経済安全保障推進法のうち「サプライチェーン(供給網)の強化」と「先端技術の研究開発」が8月1日に施行された。併せて従来から取り組んできた安全保障貿易管理制度による輸出規制も強化されるだろう。しかし先走りが過ぎると、思わぬ「抜け駆け」を食らうことになりかねない。それも信頼関係のある「同盟国」によって、だ。
残る「基幹インフラサービスの安定確保」と「特許出願の非公開」についても、政府は「スピード感を持ってやっていく」(小林鷹之前経済安全保障大臣)方針だ。新たに安全保障分野で強い影響力を持つ高市早苗経済安全保障大臣が就任し、経済安全保障の取り組みが加速するのは間違いない。
経済安全保障が急がれる背景には、ロシアによるウクライナ侵攻や中国による台湾への圧力強化といった軍事的な紛争から自国経済を守る必要性が強く認識されたことがある。

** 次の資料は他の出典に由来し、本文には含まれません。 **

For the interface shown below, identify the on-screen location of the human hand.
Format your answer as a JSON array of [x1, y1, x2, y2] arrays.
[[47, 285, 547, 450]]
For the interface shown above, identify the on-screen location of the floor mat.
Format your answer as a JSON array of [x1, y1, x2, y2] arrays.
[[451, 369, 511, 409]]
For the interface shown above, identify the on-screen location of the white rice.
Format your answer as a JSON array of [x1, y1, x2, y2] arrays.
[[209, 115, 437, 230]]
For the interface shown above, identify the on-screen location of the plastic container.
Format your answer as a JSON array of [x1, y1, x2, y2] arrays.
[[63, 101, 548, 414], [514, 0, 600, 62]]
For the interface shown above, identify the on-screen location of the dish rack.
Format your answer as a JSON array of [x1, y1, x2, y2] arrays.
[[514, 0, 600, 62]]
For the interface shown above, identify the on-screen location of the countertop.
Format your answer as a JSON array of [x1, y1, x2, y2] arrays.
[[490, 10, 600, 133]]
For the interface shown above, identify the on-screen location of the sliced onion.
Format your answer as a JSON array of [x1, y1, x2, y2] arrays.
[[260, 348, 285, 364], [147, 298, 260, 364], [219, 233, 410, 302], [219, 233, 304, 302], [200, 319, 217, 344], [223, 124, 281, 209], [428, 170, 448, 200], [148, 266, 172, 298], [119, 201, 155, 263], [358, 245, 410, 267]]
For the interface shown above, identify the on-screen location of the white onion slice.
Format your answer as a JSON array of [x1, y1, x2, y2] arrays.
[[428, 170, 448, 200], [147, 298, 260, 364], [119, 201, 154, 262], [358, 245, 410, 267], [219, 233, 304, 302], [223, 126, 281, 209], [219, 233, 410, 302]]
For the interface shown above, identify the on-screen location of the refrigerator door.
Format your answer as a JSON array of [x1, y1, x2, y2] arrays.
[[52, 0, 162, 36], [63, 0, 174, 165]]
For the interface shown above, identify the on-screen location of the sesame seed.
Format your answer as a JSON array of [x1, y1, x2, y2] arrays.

さらには新型コロナウイルス感染症(COVID-19)のパンデミックでサプライチェーン(供給網)が機能不全に陥り、生産に多大な支障が生じて海外依存の見直しが迫られていることも課題として浮上した。
日本の場合、経済安全保障の対象国として強く意識されているのが中国だ。かつては共産圏の盟主だった旧ソ連への軍事転用が可能な製品の輸出規制が重視されていた。現在では中国の経済発展自体が経済安全保障上の脅威と位置づけられ、旧ソ連に比べると輸出規制の対象は広がっている。
そのため規制が行き過ぎると、日本企業の輸出ビジネスの足を引っ張ることになる。かつての日本政府は、経済安全保障政策を真面目にやりすぎた。対共産圏輸出統制委員会(COCOM)では日本が共産主義国への軍事技術・戦略物資の輸出規制を厳しく守ってきた半面、欧米企業が抜け駆けをしてきた経緯がある。
現在、バイデン政権の米国と習近平体制の中国は、軍事上は台湾を巡って激しく対立しており、戦略的な製品については厳しい輸出規制をかけているかのように見える。しかし、ウォール・ストリート・ジャーナルによれば、実際には対中ハイテク輸出の審査をする商務省が、ほぼ全ての申請を承認しており、重要技術の輸出が増加している。
米商務省は輸出許可が必要な対中ハイテク輸出申請のうち、実に94%に当たる2652件を承認したという。中には半導体や航空宇宙部品、人工知能(AI)といった軍事転用可能な製品や技術も含まれる。要するに米国の経済安全保障の障壁は「ザル」なのだ。
欧州諸国も自国企業のビジネスチャンスを台無しにしてまで、経済安全保障による厳しい輸出規制に踏み切ることはないだろう。官主導の規制が厳格に適用される日本では、企業から「行き過ぎた輸出規制がビジネスの妨げになりかねない」と懸念する声も出ている。
対中「タカ派」として知られる高市新大臣の下で、中国へのハイテク製品輸出に厳しい規制が設けられた場合、日本企業の「お得意先」を欧米企業の「抜け駆け」で奪われることになりかねない。日本政府は経済安全保障で決して先走ることなく、慎重に進めて行くべきだろう。